Deuxièmement, les participants avec une PCS basse pourraient faire face au stress avec moins de comportements de santé adaptés (par ex. activité physique) et davantage de comportements délétères (par ex. consommation d’alcool élevée) [360,361]. Cependant, l’association entre stress et diabète restait de même magnitude entre les modèles 1 et 2 (ainsi que 3 et 4) alors que ce dernier était ajusté sur les facteurs de risque comportementaux. De ce fait, une hypothèse de médiation par les facteurs considérés semble peu probable. Une telle hypothèse ne peut être pas être formellement écartée en ce qui concerne d’autres facteurs non mesurés dans cette étude comme par exemple une mauvaise alimentation, qui a pu être associée à la fois au stress perçu (par ex. une attirance pour la nourriture riche en matières grasses et en sucre) [499] et à une PCS basse [500,501]. Cependant, on peut supposer que si certains comportements non mesurés, ou grossièrement comme l’activité physique, étaient médiateurs de l’association examinée dans la présente étude, au moins une partie de cet effet aurait également été capturée lors de l’ajustement soit sur d’autres comportements de santé (par ex. tabagisme), soit sur d’autres composants du syndrome métabolique tels que l’obésité et l’HTA.

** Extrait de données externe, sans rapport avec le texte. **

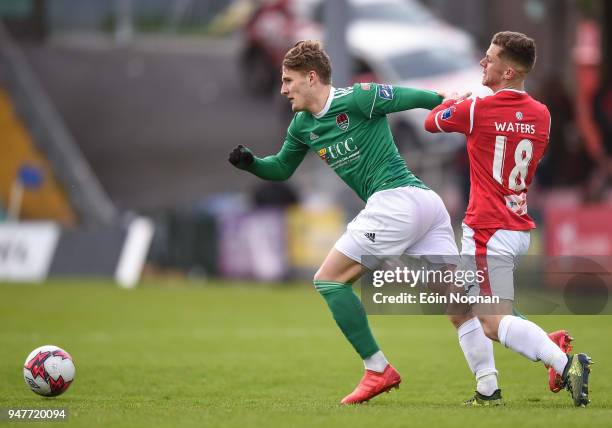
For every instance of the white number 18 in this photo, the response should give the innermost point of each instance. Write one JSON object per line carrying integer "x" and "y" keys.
{"x": 522, "y": 157}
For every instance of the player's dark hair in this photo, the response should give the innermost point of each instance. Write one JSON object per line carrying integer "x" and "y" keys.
{"x": 516, "y": 47}
{"x": 308, "y": 55}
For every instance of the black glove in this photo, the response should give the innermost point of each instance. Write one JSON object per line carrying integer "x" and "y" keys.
{"x": 241, "y": 157}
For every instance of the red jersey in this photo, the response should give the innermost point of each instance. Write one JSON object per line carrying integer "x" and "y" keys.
{"x": 507, "y": 134}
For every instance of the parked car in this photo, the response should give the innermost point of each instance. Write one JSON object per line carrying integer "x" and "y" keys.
{"x": 393, "y": 41}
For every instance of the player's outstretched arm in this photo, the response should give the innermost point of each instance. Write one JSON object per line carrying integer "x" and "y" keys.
{"x": 277, "y": 167}
{"x": 404, "y": 98}
{"x": 453, "y": 115}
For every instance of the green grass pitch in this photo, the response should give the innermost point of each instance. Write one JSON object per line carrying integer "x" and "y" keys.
{"x": 179, "y": 354}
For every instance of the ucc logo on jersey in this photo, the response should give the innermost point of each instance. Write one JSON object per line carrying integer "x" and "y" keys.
{"x": 342, "y": 121}
{"x": 448, "y": 113}
{"x": 338, "y": 150}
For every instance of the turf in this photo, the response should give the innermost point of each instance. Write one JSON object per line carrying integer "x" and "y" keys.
{"x": 210, "y": 354}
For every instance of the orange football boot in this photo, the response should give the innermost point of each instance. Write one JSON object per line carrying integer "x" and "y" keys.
{"x": 563, "y": 341}
{"x": 372, "y": 384}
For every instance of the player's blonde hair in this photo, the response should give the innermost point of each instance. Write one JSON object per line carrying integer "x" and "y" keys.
{"x": 308, "y": 55}
{"x": 516, "y": 47}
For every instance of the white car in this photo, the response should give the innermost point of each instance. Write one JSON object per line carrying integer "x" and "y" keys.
{"x": 439, "y": 58}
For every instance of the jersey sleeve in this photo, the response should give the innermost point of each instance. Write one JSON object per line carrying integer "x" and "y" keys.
{"x": 375, "y": 99}
{"x": 452, "y": 117}
{"x": 281, "y": 166}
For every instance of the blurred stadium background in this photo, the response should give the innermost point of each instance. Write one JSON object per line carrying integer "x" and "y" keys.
{"x": 116, "y": 118}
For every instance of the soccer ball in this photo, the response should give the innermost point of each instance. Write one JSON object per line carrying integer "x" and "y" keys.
{"x": 48, "y": 370}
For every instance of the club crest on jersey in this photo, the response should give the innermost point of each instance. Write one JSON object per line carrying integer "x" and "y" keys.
{"x": 448, "y": 113}
{"x": 342, "y": 121}
{"x": 385, "y": 92}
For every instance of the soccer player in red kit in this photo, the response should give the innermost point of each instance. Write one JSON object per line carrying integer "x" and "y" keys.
{"x": 507, "y": 134}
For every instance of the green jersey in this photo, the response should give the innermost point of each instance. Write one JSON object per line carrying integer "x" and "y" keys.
{"x": 351, "y": 134}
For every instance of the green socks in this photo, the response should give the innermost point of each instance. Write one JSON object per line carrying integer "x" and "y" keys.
{"x": 349, "y": 315}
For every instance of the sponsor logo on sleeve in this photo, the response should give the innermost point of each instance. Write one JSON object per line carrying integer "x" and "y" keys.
{"x": 385, "y": 92}
{"x": 342, "y": 121}
{"x": 448, "y": 113}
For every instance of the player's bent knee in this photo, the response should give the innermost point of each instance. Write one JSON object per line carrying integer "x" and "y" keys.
{"x": 459, "y": 319}
{"x": 490, "y": 327}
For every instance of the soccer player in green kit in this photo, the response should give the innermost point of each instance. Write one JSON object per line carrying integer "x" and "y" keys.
{"x": 348, "y": 129}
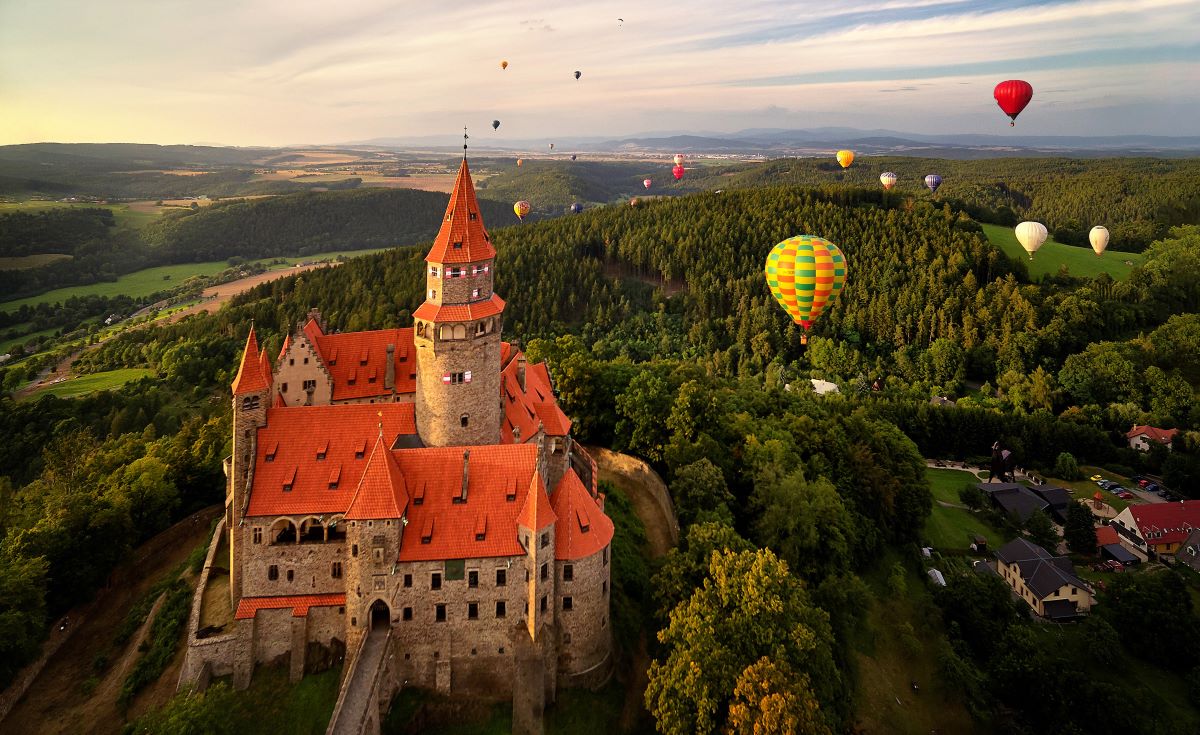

Concernant d'autres mécanismes qui pourraient expliquer les résultats obtenus, les individus avec une PCS plus basse sont davantage isolés socialement [502], ce qui a été associé à un risque cardio-métabolique majoré (voir section I.3.3.2). En outre, ils sont davantage exposés à des sources de stress multiples, qu’elles soient professionnelles, familiales ou environnementales [503,504]. De plus, certaines voies biologiques non explorées pourraient être particulièrement pertinentes parmi les populations les moins favorisées. Par exemple, le cortisol est une hormone clé de la réponse au stress, qui augmente la production de glucose par le foie et rend les cellules résistances à l'action de l'insuline. Les individus avec des positions sociales dominantes semblent présenter des niveaux diminués de cortisol [505]. De plus, des études ont montré que le rang social perçu, une mesure de la PSE qui est plus basse parmi les individus de PCS moins élevée, était associé avec des différences anatomiques dans des régions cérébrales impliquées dans la réponse au stress, dont le cortex cingulaire antérieur [506]. Le fonctionnement de cette région a été impliqué dans l'association entre facteurs psychologiques et résistance à l'insuline parmi des sujets sains [507]. De ce

fait, le rôle de la PSE comme un facteur d'interaction dans l'association entre stress perçu et diabète pourrait être expliqué par des modifications associées du fonctionnement cérébral.

II.3.4.4. Conclusion

Cette étude est la première à notre connaissance qui suggère que l’association entre stress perçu et survenue d’un diabète dépend de la PCS, de sorte qu’on ne l’observe que chez les individus de basse PCS. Ces résultats pourraient expliquer les études précédentes contradictoires et de futures recherches ou méta-analyses devraient systématiquement considérer un éventuel effet d’interaction de la PSE. De plus, cette association ne semble pas être médiatisée par les facteurs de risque classiques de diabète. De ce fait, d’un point de vue clinique, les médecins devraient considérer le stress perçu comme un potentiel facteur de risque de diabète, dès lors qu’il est rapporté par des individus de basse PCS. Ces résultats pourraient également influencer des politiques de santé publique de telle sorte que des interventions ciblées (par ex. dépistage précoce ou prévention primaire accru) soient mises en place pour les individus de basse PCS qui sont confrontés à des niveaux de stress importants.